Gilly had spoken of the white cold as well, and she’d told
them what sort of offerings Craster made to his gods. Sam had
wanted to kill him when he heard. There are no laws beyond the
Wall, he reminded himself, and Craster’s a friend to the
Watch.
A ragged shout went up from behind the daub-and-wattle hall. Sam
went to take a look. The ground beneath his feet was a slush of
melting snow and soft mud that Dolorous Edd insisted was made of
Craster’s shit. It was thicker than shit, though; it sucked
at Sam’s boots so hard he felt one pull loose.
Back of a vegetable garden and empty sheepfold, a dozen black
brothers were loosing arrows at a butt they’d built of hay
and straw. The slender blond steward they called Sweet Donnel had
laid a shaft just off the bull’s eye at fifty yards.
“Best that, old man,” he said.
“Aye. I will.” Ulmer, stooped and grey-bearded and
loose of skin and limb, stepped to the mark and pulled an arrow
from the quiver at his waist.

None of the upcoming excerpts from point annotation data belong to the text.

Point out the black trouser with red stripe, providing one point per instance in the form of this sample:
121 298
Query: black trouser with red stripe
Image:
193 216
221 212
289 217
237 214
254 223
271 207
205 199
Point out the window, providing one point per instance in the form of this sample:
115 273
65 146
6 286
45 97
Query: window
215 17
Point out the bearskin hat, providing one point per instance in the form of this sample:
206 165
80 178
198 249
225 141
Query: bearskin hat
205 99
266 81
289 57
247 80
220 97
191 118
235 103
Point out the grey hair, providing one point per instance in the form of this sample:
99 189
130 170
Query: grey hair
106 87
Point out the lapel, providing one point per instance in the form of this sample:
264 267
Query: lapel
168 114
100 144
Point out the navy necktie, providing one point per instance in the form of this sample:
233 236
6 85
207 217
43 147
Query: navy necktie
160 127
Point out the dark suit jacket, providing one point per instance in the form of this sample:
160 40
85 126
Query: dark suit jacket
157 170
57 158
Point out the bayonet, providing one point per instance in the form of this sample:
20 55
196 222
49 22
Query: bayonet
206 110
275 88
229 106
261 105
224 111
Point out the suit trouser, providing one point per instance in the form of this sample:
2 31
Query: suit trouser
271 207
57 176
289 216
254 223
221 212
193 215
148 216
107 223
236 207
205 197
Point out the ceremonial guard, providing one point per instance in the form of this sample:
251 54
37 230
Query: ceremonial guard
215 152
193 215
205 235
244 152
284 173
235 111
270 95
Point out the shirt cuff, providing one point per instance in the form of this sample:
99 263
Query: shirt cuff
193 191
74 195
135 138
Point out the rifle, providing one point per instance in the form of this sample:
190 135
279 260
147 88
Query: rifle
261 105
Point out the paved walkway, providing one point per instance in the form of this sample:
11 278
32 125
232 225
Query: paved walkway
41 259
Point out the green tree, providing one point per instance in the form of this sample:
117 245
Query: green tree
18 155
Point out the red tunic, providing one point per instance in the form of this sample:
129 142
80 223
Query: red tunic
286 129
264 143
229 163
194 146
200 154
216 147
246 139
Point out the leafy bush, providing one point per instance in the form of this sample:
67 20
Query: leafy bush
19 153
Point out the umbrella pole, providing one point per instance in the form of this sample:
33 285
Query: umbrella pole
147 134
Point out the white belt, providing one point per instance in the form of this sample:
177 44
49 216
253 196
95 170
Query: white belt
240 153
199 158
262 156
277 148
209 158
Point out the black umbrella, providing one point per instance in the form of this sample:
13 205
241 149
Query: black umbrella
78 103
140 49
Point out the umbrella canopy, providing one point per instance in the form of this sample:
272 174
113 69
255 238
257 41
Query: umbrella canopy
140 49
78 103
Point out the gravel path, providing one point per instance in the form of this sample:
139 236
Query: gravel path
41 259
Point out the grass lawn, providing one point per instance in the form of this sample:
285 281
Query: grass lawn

In his youth he had been an outlaw, a
member of the infamous Kingswood Brotherhood. He claimed he’d
once put an arrow through the hand of the White Bull of the
Kingsguard to steal a kiss from the lips of a Dornish princess. He
had stolen her jewels too, and a chest of golden dragons, but it
was the kiss he liked to boast of in his cups.
He notched and drew, all smooth as summer silk, then let fly.
His shaft struck the butt an inch inside of Donnel Hill’s.
“Will that do, lad?” he asked, stepping back.
“Well enough,” said the younger man, grudgingly.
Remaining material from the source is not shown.